Grâce à son sens plastique inné, les films de Kogonada sont parmi les plus captivants du cinéma actuel. Sa capacité à composer des plans d’environnements et de personnes qui les habitent, magnifiquement conçus et richement élaborés, rend ses films visuellement et singulièrement spéciaux. Ajoutez à cela sa capacité de conteur à explorer des histoires profondément spirituelles qui réfléchissent au sens de la vie, et vous constaterez que regarder un film de Kogonada est une expérience véritablement transcendante. Ce qui est fou dans ce grand éloge, c’est qu’il n’a fait que deux longs métrages à ce jour : Columbus de 2017, et maintenant, After Yang.

On peut se demander comment une personne qui n’a fait que deux films dans sa vie a pu les réaliser de manière aussi artistique. Cependant, ceux qui connaissent l’histoire de Kogonada savent aussi qu’avant de devenir réalisateur, sa carrière professionnelle a consisté à créer des essais vidéo, dont l’excellence a élevé l’importance et la reconnaissance de ce médium en tant que forme d’art à part entière. Comprendre et mettre en valeur les méthodes de réalisation des grands du cinéma est sans doute ce qui a rendu son premier long métrage, Columbus, si raffiné et un début si louable. Avec After Yang, son deuxième long métrage encore plus ambitieux, il est passionnant de le voir étendre ses talents artistiques en entrant dans un monde de science-fiction hautement conceptuel qui visualise des mondes encore plus complexes avec des questions encore plus profondes.

Face à notre reflet

Présenté en première mondiale au Festival de Cannes l’année dernière, After Yang se déroule dans un futur où les humains côtoient des androïdes dotés d’une intelligence artificielle, dont la sensibilité consciente les oblige à se confronter à leur propre vie et, par conséquent, à leurs défauts. Adapté d’une nouvelle d’Alexander Weinstein, After Yang raconte l’histoire d’une famille magnifique (mais à première vue, curieusement diverse) dont on ne comprend pas encore les liens. Nous apprenons que Jake (Colin Farrell) et Kyra (Jodie Turner-Smith) sont les parents d’une fille chinoise adoptée, Mika (Malea Emma Tjandrawidjaja). Le dernier à se retrouver dans le cadre d’une photo de famille prise par lui-même est le techno-sapien Yang (Justin H. Min). L’inclusion de Yang dans la famille s’inscrit dans une tendance plus large de la société où les parents achètent des “seconds frères et sœurs”, des robots autonomes capables de leur fournir de la compagnie ainsi qu’une histoire culturelle de l’héritage de leurs enfants adoptés. Sage et réfléchie, Yang fournit également des conseils philosophiques à Mika, l’aidant à mieux comprendre sa propre adoption, la comparant dans un cas à une branche qui a été greffée sur un arbre pour créer une nouvelle vie. À cet égard, le lien entre Mika et Yang est tout à fait particulier. Aussi, lorsque Yang cesse brusquement de fonctionner, cela plonge Mika dans le désarroi. Jake emmène Yang chez un tiers, et lorsque Yang est examiné, une découverte provoque un choc : on découvre un morceau de technologie qui permet à Yang de créer des souvenirs de sa vie.

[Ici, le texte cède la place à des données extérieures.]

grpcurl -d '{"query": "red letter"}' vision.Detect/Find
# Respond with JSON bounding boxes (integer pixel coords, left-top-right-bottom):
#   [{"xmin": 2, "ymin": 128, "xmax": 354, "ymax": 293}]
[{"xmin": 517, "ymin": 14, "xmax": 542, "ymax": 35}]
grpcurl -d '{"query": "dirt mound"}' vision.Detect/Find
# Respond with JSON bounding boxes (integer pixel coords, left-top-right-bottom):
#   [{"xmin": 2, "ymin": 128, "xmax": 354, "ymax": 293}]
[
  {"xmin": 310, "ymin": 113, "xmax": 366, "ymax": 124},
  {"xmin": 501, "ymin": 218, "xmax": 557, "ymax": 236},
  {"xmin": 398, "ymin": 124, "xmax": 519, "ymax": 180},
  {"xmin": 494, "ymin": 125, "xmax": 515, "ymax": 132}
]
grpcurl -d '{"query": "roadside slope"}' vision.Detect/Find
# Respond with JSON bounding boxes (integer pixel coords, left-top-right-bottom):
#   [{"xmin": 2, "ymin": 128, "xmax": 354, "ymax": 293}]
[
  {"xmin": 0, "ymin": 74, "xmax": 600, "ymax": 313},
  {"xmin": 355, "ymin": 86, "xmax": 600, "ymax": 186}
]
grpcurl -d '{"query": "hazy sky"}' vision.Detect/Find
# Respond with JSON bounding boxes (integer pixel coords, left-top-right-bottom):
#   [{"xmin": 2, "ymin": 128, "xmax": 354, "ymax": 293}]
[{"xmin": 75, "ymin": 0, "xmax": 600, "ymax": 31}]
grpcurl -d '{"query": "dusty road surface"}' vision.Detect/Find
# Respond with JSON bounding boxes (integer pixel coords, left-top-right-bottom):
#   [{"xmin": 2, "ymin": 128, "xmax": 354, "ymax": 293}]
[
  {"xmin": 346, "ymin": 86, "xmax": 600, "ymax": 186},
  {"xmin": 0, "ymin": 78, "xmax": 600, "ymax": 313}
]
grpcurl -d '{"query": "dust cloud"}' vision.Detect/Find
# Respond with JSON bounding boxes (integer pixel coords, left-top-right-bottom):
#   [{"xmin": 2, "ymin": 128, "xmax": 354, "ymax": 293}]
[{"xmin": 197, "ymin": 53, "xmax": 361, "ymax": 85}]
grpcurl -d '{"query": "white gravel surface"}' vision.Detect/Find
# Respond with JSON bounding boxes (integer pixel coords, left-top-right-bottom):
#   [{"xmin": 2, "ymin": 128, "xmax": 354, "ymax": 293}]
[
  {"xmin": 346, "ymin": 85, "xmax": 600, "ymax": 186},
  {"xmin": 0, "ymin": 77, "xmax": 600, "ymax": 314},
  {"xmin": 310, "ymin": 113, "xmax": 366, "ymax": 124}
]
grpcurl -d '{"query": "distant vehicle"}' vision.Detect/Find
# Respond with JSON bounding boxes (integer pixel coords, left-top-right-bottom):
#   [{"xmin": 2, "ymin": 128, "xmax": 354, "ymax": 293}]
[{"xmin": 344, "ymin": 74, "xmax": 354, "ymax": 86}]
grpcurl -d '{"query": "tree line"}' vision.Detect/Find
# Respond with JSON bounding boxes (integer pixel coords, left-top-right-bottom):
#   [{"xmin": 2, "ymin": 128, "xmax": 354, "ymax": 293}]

Kogonada utilise l’étude par Jake des souvenirs de Yang (visualisés sous la forme d’étoiles brillantes dans le ciel) pour réfléchir au fait qu’il a perdu le contact avec sa propre famille et aux moments spéciaux qu’il a négligés dans sa propre vie. Des montages de ces moments fugaces du point de vue de Yang – la lumière qui entre par une fenêtre, les feuilles qui se blottissent dans le vent, la nature dans sa forme la plus simple et la plus belle, sont magnifiquement filmés par le directeur de la photographie Benjamin Loeb (Mandy). À l’instar de L’âme de Pixar, les moments banals sont perçus comme les véritables moments magiques de la vie. C’est ici, dans le réexamen de ces souvenirs temporels et fragiles, que Kogonada met en avant ses questions les plus profondes et ses déclarations philosophiques. Je ne peux m’empêcher de penser à l’une de ces scènes entre Yang et Kyra, dans laquelle, alors qu’ils discutent de la temporalité de la vie, Yang cite sagement Lao Tsu, disant “ce que la chenille appelle la fin, le reste du monde l’appelle papillon”.

Famille recomposée

Une partition émouvante d’ASKA, ainsi qu’un thème supplémentaire composé expressément pour le film par la légende oscarisée Ryuichi Sakamoto, ajoutent encore plus de beauté à After Yang. Le deuxième long métrage de Kogonada, réalisé de main de maître, examine les questions les plus profondes de la vie au niveau le plus grandiose qui soit. De plus, nous voyons également Kogonada réfléchir à sa propre ascendance asiatique, ce qui permet également au public de s’interroger sur sa propre identité en comprenant son origine génétique. Les performances tout au long du film sont toutes ressenties avec émotion. Les scènes de chacun des acteurs, dont Colin Farrell, Jodie Turner-Smith, Justin H. Min et Haley Lu Richardson, résonnent toutes profondément dans leur tendre honnêteté. Ils transmettent une sérénité tranquille au monde magnifiquement créé par Kogonada, tout en exprimant des sentiments aussi profonds que le chagrin, la perte et la peur de la fatalité.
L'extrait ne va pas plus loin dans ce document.